The lack of a long-term plan for auto-enrolment (AE) in the Spring Budget was “disappointing”, as progress needs to be made to ensure future generations do not retire into poverty, according to the Pensions and Lifetime Savings Association (PLSA).

Speaking at the PLSA Investment Conference 2021, PLSA Policy Board member, Laura Myers, said she could “understand” why Chancellor Rishi Sunak had chosen not to focus on AE in his Spring Budget as he was trying to “kick-start” the economy post-Covid, but argued that some sort of action plan needed to be laid out.

She continued: “I just think that it’s disappointing not to have a long-term plan for the further rollout of AE in the future. It feels really short term to not have these kind of priorities. I worry that the longer we don’t think about this or have a plan in place, the worse the situation gets for people.

“I know from doing one-on-ones and roundtables with members that people who are currently auto-enrolled think that the current level of contributions is right because it is government mandated. We all know that AE is not enough for people to get a decent standard of living in retirement, so both the scope and the amount needs to be looked at.

“It might be that some people can’t save more, or maybe there are a few who don’t need to save more, but many do and we need to start thinking about this or the next generation of DC-only savers are never going to be able to leave work as living on their pension would effectively be living in poverty.”

PLSA director of policy and research, Nigel Peaple, agreed, stating that PLSA research had found that savers thought the contribution rates were sufficient and noting that they were “almost being misled” by government policy.

PLSA Policy Board chair and Legal & General Investment Management head of defined contributions (DC), Emma Douglas, said: “Asking individuals and companies to pay more into pension schemes is not going to be popular right now. However, we still have not seen any action on the back of the 2017 AE review and there is a real worry that the can could be kicked down the road for some time to come.

“However, Pensions Minister Guy Opperman did mention ‘mid 2020s’ in his speech yesterday, so I am hanging on to that.

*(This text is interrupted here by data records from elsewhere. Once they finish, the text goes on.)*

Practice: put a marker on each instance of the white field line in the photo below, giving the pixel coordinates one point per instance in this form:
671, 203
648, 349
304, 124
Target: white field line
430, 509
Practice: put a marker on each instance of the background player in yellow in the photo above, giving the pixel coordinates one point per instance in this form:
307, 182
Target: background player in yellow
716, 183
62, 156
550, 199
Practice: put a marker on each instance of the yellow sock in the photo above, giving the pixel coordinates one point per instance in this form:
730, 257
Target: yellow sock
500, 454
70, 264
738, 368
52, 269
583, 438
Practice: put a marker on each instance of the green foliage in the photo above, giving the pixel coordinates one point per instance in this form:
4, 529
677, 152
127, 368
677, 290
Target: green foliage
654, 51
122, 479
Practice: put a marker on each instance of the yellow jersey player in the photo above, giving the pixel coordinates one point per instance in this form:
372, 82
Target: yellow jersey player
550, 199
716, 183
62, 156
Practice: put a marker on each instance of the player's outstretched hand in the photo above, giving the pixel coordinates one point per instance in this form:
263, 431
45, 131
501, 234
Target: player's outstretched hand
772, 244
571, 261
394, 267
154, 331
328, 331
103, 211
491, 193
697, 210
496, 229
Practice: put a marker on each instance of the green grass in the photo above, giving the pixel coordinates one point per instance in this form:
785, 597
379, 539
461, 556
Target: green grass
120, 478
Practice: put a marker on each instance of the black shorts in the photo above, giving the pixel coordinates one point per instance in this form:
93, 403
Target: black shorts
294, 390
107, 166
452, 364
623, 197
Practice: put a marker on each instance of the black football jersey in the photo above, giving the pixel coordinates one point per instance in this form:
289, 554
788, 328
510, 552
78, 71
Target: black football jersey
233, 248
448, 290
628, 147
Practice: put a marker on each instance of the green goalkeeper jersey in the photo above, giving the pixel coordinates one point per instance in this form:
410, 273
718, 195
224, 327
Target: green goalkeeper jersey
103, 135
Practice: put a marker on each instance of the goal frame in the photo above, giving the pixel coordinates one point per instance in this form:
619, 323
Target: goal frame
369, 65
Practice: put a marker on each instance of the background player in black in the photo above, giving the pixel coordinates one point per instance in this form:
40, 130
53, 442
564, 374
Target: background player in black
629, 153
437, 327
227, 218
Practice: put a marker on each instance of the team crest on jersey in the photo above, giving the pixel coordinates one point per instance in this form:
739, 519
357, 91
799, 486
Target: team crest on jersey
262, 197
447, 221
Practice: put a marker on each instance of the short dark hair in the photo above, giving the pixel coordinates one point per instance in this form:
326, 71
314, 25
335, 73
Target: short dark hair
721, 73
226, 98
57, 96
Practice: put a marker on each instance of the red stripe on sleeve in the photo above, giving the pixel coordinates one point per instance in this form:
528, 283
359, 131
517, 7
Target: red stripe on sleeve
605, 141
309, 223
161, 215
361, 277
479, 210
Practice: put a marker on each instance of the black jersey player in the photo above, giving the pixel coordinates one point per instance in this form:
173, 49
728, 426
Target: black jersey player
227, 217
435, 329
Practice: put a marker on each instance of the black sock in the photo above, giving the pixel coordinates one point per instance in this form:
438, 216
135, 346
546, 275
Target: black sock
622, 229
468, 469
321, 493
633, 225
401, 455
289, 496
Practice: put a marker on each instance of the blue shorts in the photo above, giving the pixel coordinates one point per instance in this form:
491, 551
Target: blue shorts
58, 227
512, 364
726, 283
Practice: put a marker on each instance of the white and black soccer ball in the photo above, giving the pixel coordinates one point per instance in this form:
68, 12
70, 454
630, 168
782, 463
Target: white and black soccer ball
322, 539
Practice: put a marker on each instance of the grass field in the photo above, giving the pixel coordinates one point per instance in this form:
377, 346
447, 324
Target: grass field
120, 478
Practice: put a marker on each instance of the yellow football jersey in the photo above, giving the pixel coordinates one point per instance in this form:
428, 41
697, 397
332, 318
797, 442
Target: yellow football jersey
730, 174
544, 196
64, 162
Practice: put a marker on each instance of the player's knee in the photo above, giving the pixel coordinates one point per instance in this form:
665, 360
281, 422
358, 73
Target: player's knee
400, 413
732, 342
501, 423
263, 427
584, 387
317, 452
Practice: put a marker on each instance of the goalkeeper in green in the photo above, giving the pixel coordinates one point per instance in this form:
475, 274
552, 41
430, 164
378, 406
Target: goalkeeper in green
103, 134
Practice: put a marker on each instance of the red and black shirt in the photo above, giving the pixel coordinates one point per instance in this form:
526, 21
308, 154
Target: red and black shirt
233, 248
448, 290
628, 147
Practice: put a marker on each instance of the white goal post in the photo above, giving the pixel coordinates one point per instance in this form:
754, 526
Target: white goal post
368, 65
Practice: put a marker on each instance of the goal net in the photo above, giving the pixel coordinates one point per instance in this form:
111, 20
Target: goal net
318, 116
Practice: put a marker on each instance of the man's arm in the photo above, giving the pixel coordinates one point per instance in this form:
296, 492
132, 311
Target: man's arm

Contributions from the first pound paid and lowering the age to 18 will really help a lot of low earners and those with part-time jobs, so this will be particularly useful for women and that is important given that the gender pension gap is increasing.”

She explained that the PLSA wanted to get to 12 per cent, rather than 8 per cent, for AE contributions, with these being split equally between the member and the employer, as well as coming with a mechanism to opt down if members would rather put less of their pay away for retirement.

Douglas added that the association had suggested a gradual phasing in by 2030, but admitted that results were unlikely to be seen in the short term.

She added: “Given the success of AE and the fact that even Covid didn’t increase opt out rates significantly, I do think increasing the contribution rate is going to be the best way to improve incomes in retirement, especially for younger generations of savers.”